Twanging sensation

Hi new to the group. Been finally told by consultant that he expects a diagnosis.of MS (symptoms for 15 years),but still need further MRIs and lumbar puncture.

Just finished some steroids to try and speed up recovery of numb legs and groin, but at the moment my symptoms keep changing on a daily basis. One weird one that I have not read about before is a feeling that someone has flicked an eleasti. Band and the vibration is inside my leg (or like someone has hit a tuning fork). Anyone else had this? Also struggling with what feels like a bloated stomach - is full of air.


hi JJ

welcome to the group even though it’s not one that you wanted to join.
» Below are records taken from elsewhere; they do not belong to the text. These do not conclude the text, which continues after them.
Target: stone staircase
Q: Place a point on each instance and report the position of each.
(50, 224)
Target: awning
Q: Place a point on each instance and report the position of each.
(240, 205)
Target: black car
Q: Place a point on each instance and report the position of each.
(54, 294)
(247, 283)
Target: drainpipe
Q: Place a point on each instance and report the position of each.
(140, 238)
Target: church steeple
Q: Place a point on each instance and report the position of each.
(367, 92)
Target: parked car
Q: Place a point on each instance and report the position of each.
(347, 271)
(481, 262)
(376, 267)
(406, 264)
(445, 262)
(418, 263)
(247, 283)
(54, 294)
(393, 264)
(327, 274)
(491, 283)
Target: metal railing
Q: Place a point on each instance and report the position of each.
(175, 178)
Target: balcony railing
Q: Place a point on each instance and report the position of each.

i recognise those weird sensations (twanging and tuning fork).

i get what i can only describe as a “juddering” feeling.

what with elastic bands, tuning forks and juddering we have to admit that we are utter weirdos!

bloating is horrible, i found that my neuropathic painkillers caused it/made it worse.
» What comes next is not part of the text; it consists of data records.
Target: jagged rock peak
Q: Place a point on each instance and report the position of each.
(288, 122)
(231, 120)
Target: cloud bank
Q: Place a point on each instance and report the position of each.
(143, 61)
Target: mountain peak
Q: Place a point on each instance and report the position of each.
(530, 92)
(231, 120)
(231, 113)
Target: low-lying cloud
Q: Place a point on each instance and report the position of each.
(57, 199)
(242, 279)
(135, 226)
the bowel and bladder clinic are wonderful and they would try to suggest ways to address the bloating.

ask your GP to refer you or you can self refer which is what i did.

make a timeline of your symptoms with approximate dates and take someone with you at your next appointment with the neuro to prompt you and help remember what is said.

good luck xx

Phew - good to hear I am not the only weirdo! Thank you for that

I am not actually diagnosed properly yet, got a 2 hr MRI booked in soon - bet they haven’t fixed a TV in the tube since I last went, and if they put on the same Tom Jones cd I will be having words with the DJ! Consultant is pretty sure though now at least, which is good,because my first symptom was Optic Neuritus 15 years ago!
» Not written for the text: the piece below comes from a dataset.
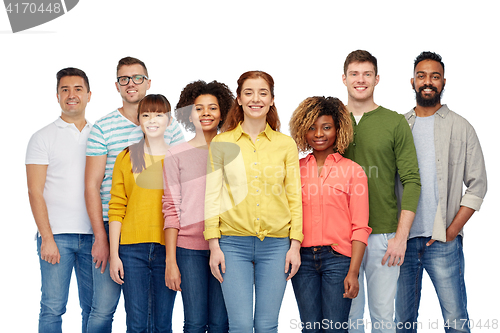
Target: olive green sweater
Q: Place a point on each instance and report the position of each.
(383, 146)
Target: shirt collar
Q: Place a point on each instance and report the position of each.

Thanks again, from one tuning fork to another!


Yes, there are many of us weirdos here. You’re very welcome to our community.

Personally I find MRIs are better without music. Even good music. They are so noisy that you can hardly hear the music. Then again, I find them really quite hypnotic and often fall asleep in the tube.

I’m sure that once you do have that final diagnosis you’ll feel to some extent relieved to have a solid answer for all the years of relapses. Although don’t be surprised to feel a whole load of emotions with that diagnosis. Right now you’re undiagnosed, once you get that diagnosis, it can feel strange and depressing.

I assume that if the steroids have made a partial if not complete recovery from your last relapse that you’ll be diagnosed with relapsing remitting MS. This should mean that you can get some disease modifying drugs (DMDs) to reduce the number and severity of relapses.

Best of luck with these next few tests. I do hope you get your final answer soon.